Hi Aaron
I am using reducedMNN with NMF as input to perform batch correction. To better understand what is happening, I have tried going through the fastMNN theory that you have posted on github. However, I am getting confused with regard to a particular thing. At one place, it suggests that a correction vector is identified for a cell in the target batch which is an averaged correction vector from all MNN pairs of that cell with cells in the reference batch. The MNN pairs help identify local variation in subpopulation of the target batch. But then the batch vector, the component of correction vector that is actually removed, is same for all cells. Doesn't that mean that the locality of correction is disregarded and the batch effect is assumed to be same across all cells?
If that is correct that indeed the effect corrected is same across all sub-populations is same, is there a way to modify the approach to correct sub-populations individually? I tried breaking the target batch into new batches based on clusters obtained in the target batch and then running reducedMNN using them as independent batches of sample, but I am getting an overlap of the target batch (clusters), rather than different batches (clusters) integrating with separate populations in the reference. I am assuming this is happening because the subpopulation in target batch are some similarity between them and thats why they are identified as incorrect MNN pairs in my approach leading to inccorrect correction and merging of what are distinct clusters.
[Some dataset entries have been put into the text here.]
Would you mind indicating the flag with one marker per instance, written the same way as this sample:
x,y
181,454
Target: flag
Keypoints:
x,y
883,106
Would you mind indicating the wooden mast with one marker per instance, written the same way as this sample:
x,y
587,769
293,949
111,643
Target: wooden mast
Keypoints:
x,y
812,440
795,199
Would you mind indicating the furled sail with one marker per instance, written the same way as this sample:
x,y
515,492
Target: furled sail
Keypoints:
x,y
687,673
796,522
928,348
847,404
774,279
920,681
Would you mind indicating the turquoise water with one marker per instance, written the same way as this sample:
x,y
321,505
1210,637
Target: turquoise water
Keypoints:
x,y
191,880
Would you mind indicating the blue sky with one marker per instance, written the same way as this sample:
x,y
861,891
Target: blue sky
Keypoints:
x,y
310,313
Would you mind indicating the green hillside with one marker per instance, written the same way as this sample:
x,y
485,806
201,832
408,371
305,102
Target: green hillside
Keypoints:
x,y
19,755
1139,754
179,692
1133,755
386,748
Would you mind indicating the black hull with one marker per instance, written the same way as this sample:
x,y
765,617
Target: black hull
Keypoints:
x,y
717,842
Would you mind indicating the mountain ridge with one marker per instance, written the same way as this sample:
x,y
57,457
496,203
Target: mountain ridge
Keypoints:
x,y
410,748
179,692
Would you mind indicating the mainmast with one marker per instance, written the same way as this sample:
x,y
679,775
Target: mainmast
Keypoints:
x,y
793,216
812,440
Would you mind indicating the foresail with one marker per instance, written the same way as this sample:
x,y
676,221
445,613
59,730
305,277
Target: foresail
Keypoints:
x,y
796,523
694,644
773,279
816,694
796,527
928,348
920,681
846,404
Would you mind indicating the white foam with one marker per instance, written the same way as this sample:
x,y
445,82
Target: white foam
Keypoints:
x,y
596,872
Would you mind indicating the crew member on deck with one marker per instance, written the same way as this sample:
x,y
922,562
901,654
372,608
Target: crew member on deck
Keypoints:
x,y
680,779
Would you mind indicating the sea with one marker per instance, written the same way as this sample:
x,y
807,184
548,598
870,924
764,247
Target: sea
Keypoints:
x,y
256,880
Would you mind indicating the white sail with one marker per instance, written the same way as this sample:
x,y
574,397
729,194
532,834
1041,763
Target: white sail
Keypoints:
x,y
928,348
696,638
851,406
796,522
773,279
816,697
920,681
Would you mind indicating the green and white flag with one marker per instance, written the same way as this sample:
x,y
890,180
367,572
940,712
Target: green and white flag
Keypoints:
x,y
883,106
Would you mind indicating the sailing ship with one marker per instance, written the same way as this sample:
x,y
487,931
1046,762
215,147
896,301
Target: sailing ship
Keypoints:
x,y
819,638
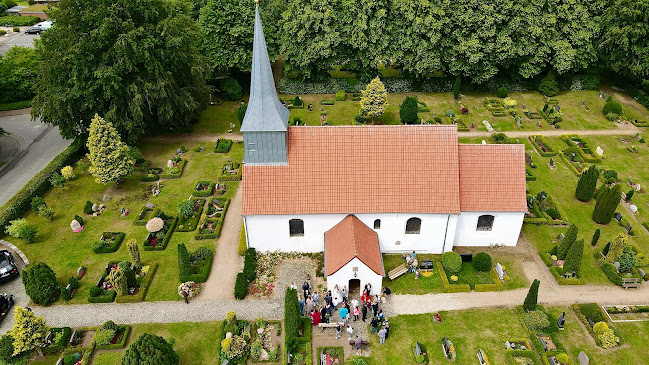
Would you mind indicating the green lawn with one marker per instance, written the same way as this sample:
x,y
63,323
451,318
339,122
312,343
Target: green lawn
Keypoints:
x,y
65,251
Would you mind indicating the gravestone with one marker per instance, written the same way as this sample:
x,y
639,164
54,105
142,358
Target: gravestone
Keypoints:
x,y
499,271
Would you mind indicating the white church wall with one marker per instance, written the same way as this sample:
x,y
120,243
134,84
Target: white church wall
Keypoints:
x,y
505,230
271,232
364,274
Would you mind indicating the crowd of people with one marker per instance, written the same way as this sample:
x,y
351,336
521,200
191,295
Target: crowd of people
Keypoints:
x,y
322,308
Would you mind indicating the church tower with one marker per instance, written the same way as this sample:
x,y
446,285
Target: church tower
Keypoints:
x,y
266,121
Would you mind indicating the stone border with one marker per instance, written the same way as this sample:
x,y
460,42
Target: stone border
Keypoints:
x,y
16,250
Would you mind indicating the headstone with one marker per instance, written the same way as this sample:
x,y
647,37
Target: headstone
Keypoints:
x,y
75,225
499,271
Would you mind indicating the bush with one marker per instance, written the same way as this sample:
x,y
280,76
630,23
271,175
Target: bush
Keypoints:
x,y
482,261
452,261
240,286
612,107
230,89
40,284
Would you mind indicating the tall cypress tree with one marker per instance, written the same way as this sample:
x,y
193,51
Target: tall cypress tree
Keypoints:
x,y
532,296
607,200
569,238
587,183
573,260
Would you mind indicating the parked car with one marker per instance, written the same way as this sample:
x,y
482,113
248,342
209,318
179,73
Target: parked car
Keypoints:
x,y
8,268
6,302
34,30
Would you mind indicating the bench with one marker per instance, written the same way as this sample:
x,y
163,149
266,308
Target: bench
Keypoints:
x,y
630,283
398,271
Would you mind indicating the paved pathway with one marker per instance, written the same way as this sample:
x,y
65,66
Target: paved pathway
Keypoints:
x,y
227,262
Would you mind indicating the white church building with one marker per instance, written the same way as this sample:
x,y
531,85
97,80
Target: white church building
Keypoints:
x,y
356,192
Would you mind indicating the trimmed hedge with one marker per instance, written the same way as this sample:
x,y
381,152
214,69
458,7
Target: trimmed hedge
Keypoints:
x,y
451,288
144,288
119,345
108,248
21,202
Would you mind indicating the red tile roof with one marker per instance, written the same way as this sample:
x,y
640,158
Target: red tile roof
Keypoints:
x,y
359,169
492,178
349,239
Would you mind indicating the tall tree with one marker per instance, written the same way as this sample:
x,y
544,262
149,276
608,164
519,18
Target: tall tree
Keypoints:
x,y
532,296
109,156
374,99
607,200
28,331
573,259
587,183
568,239
140,67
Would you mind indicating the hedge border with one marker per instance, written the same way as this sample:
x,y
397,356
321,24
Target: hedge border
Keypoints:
x,y
118,345
144,288
451,288
115,246
38,185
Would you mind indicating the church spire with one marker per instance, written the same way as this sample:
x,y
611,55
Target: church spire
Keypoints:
x,y
265,112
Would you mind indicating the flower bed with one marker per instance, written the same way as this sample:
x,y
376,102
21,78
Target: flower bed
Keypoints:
x,y
223,145
152,174
145,215
541,144
158,241
230,172
203,188
108,242
189,224
266,346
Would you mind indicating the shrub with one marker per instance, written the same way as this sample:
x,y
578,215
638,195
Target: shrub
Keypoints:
x,y
40,284
230,89
151,349
612,107
408,110
482,261
240,286
20,228
452,262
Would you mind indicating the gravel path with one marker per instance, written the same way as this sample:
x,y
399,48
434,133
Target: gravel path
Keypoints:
x,y
227,262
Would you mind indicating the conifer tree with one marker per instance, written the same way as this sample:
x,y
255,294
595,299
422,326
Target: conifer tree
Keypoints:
x,y
587,183
607,200
374,99
568,239
532,296
28,331
109,156
573,259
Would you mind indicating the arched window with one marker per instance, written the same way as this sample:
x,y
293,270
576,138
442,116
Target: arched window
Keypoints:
x,y
485,222
413,226
296,227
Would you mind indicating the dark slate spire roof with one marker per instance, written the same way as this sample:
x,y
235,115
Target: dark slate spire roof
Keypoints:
x,y
265,112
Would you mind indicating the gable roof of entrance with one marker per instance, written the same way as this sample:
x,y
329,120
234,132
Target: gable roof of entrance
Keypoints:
x,y
349,239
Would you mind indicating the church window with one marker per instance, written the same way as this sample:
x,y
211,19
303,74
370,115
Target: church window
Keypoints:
x,y
296,227
485,222
413,226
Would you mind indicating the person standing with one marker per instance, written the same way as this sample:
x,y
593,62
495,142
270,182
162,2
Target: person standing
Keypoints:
x,y
382,333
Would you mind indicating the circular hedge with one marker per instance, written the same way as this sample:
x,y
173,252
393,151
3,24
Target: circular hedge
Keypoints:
x,y
612,107
482,261
452,261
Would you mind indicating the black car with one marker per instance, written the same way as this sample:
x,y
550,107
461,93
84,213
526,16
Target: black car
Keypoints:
x,y
8,268
33,30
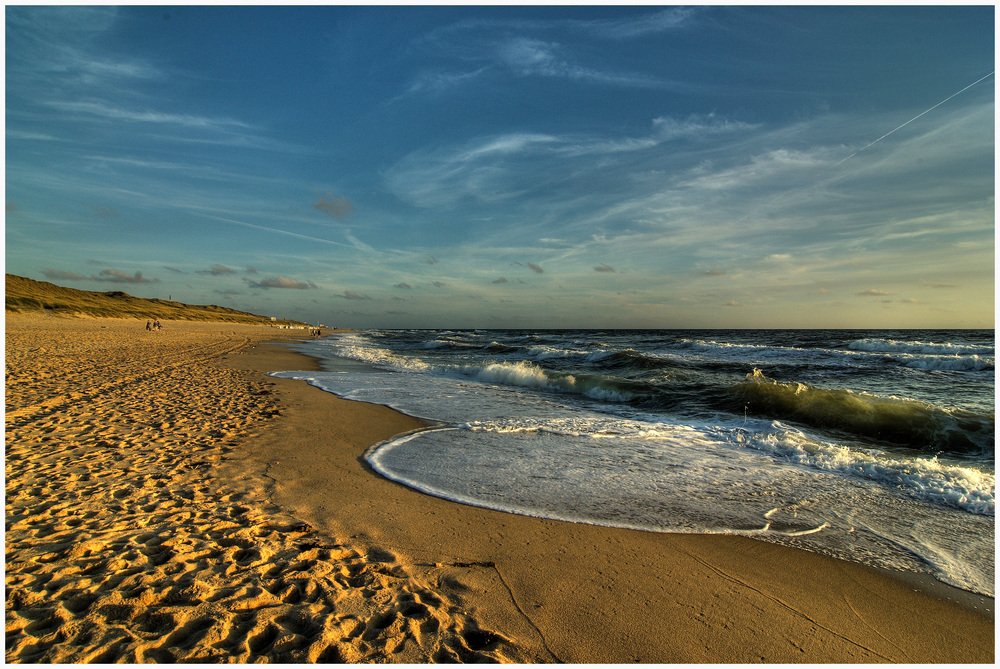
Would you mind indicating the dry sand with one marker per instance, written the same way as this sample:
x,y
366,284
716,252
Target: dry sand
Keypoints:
x,y
166,501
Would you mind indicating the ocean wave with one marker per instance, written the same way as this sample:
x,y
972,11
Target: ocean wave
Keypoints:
x,y
918,347
926,478
900,421
958,363
526,374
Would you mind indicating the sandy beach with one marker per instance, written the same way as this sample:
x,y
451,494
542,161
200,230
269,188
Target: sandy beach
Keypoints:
x,y
166,501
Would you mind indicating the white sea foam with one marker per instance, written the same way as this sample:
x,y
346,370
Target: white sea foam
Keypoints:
x,y
965,488
921,347
567,453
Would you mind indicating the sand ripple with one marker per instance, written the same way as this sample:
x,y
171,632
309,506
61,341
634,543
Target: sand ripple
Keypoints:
x,y
121,545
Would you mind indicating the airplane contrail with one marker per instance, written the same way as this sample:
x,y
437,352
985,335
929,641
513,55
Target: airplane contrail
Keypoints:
x,y
914,118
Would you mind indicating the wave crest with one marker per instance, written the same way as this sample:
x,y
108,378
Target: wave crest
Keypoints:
x,y
905,422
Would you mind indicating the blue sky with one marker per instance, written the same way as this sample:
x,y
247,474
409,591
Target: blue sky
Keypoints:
x,y
511,166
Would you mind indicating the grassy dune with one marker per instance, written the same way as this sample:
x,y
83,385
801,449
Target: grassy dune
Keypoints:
x,y
27,295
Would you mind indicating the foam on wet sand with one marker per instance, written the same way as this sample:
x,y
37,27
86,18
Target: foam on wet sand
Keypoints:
x,y
167,501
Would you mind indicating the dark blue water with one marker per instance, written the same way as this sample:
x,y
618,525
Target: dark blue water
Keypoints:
x,y
875,446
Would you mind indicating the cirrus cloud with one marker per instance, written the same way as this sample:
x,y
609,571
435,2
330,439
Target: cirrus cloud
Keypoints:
x,y
281,282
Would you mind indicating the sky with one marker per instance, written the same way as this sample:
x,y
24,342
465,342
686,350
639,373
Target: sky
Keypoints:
x,y
521,167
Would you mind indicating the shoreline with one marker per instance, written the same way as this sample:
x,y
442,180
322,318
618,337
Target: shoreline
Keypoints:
x,y
167,501
822,612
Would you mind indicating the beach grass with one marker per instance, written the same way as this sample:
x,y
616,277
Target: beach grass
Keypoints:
x,y
166,501
27,295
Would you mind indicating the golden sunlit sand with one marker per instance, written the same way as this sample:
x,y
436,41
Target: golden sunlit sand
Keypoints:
x,y
166,501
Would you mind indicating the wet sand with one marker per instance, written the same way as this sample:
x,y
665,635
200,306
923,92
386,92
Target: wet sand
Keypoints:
x,y
166,501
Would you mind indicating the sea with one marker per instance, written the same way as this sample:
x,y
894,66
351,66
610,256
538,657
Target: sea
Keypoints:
x,y
874,446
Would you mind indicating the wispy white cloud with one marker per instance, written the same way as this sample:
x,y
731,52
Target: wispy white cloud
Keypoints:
x,y
106,112
280,282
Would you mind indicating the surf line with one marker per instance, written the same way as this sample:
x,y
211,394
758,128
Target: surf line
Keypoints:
x,y
915,118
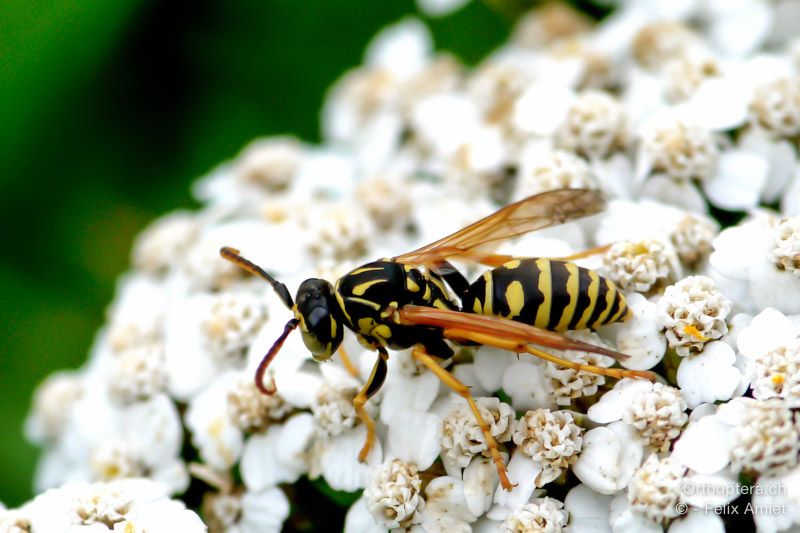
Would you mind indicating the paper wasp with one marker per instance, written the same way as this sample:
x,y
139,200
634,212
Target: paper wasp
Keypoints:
x,y
404,302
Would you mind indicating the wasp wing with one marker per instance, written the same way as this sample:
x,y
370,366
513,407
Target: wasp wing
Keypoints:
x,y
500,328
477,241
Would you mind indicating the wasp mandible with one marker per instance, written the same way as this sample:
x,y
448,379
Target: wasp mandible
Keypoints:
x,y
419,300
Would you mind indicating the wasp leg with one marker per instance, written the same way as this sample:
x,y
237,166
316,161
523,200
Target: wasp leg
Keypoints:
x,y
348,364
585,253
513,345
373,385
462,390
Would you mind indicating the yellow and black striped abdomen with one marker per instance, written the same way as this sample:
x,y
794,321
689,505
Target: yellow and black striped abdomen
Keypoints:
x,y
550,294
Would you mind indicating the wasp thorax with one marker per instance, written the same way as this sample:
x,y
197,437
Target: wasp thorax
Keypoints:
x,y
318,312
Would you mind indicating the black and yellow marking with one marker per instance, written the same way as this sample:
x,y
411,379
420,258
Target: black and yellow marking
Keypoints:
x,y
549,294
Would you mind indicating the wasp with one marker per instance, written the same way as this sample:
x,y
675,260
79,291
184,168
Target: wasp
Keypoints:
x,y
419,300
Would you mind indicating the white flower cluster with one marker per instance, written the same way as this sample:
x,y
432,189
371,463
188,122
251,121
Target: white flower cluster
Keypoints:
x,y
666,107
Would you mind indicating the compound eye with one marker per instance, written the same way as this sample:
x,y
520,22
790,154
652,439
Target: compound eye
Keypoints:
x,y
316,317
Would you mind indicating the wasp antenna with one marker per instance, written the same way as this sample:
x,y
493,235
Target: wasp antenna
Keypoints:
x,y
232,255
273,351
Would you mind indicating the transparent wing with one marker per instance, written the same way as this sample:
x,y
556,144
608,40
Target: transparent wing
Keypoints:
x,y
478,240
498,328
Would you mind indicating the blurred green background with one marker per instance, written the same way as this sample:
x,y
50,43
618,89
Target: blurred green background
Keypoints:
x,y
108,112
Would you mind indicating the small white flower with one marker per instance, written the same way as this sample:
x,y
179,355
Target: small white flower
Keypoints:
x,y
657,415
231,323
786,251
692,238
138,373
710,375
277,455
588,510
767,438
610,456
387,201
269,164
678,148
644,266
741,257
776,106
462,437
548,170
551,439
126,505
781,494
541,108
159,248
52,402
776,374
659,42
337,231
540,514
548,23
655,488
739,181
250,409
394,494
693,311
569,384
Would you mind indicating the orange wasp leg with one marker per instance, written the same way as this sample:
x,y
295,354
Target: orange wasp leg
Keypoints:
x,y
371,388
462,390
519,347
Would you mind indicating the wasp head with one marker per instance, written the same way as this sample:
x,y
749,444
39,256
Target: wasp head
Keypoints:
x,y
318,312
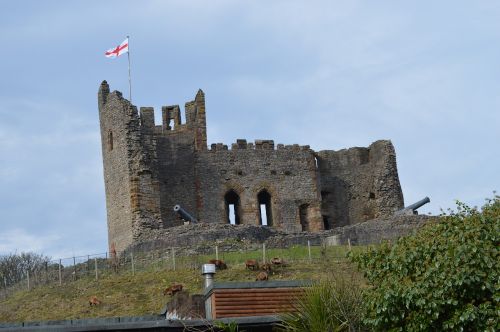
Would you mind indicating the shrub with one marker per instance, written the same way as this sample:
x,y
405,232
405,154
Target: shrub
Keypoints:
x,y
446,277
13,267
331,305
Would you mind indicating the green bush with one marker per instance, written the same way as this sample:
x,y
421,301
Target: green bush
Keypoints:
x,y
444,278
331,305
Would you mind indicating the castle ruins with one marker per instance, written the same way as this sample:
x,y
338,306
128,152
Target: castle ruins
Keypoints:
x,y
149,168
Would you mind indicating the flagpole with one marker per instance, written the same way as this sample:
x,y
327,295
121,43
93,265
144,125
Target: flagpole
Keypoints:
x,y
129,79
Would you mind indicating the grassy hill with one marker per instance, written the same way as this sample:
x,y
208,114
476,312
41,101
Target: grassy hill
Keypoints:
x,y
124,294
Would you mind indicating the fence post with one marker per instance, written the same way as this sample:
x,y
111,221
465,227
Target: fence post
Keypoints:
x,y
132,261
60,273
264,253
5,285
309,250
74,268
95,264
173,257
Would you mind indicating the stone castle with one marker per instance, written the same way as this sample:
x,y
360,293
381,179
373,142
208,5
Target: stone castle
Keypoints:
x,y
149,168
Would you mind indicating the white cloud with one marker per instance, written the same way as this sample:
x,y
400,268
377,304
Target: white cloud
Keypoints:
x,y
20,240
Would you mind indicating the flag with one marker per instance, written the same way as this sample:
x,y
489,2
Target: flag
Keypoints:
x,y
117,51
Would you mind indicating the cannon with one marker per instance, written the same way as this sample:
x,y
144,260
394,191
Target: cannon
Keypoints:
x,y
412,209
184,214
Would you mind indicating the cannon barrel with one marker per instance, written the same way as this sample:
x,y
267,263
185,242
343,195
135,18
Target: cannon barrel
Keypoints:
x,y
418,204
412,209
184,214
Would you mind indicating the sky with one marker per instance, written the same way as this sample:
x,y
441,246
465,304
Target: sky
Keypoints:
x,y
329,74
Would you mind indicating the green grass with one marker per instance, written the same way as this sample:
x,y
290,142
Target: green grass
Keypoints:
x,y
123,294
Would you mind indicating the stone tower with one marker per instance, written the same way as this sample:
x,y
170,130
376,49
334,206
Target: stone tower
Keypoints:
x,y
149,168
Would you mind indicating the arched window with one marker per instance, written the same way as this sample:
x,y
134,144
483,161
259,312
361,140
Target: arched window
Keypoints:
x,y
266,216
232,204
110,140
304,217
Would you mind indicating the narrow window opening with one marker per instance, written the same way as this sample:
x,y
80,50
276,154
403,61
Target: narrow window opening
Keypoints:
x,y
304,217
326,223
232,203
232,215
265,215
110,141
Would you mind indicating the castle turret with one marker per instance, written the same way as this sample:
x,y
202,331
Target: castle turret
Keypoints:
x,y
132,190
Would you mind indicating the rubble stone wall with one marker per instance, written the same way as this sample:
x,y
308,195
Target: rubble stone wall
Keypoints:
x,y
149,168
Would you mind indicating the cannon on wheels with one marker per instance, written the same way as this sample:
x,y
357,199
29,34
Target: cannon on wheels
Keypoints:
x,y
412,209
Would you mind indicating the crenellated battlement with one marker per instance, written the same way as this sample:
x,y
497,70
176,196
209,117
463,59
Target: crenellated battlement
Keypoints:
x,y
258,144
149,168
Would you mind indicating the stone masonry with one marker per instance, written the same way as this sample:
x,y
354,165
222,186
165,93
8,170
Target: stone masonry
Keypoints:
x,y
150,168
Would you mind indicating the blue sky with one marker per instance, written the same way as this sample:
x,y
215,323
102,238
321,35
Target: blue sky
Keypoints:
x,y
331,74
I am trying this idea that cluster of population have similar batch effect than overall sample and this way it would not over-correct the entire cell population. Especially when the batch effect is both technical (platform/different experiment) and biological (sex/species).
Thanks for your response!
Thanks Aaron for your reply.
So by individual correction you mean you obtain a vector orthogonal to the average batch vector and that is the correction for each individual cell?
By the two things which weren't clear to you, I would try to paraphrase.
Imagine there are 3 distinct clusters oligodendrocytes (human sample) in a sample and I am trying to merge this to a larger mouse oligodendrocyte atlas (for annotation or trajectory). The cluster could be different due to different marker genes or technically due to some read depth issue (just for example cycling cells seems to have lower number of read, in my experience). Now I am hypothesizing that these distinct cluster also have a distinct batch correction vector with respect to the reference and a proper integration should take that into account. So instead of averaging batch correction across entire population, it should be averaged across these individual clusters.
But if I divide those three clusters into three batches and integrate each batch serially with the reference, those 3 clusters gets integrated in a mix where the distinction that existed between them originally goes away; as in a serial batch correction, the last two batch (clusters) find the cells of the first batch (cluster) (already integrated with the reference) much closer than the rest of the reference.
Did it make sense now? If not its alright. My main aim was to ask if the correction vector for all cells is same or cell specific and you suggest it is cell specific.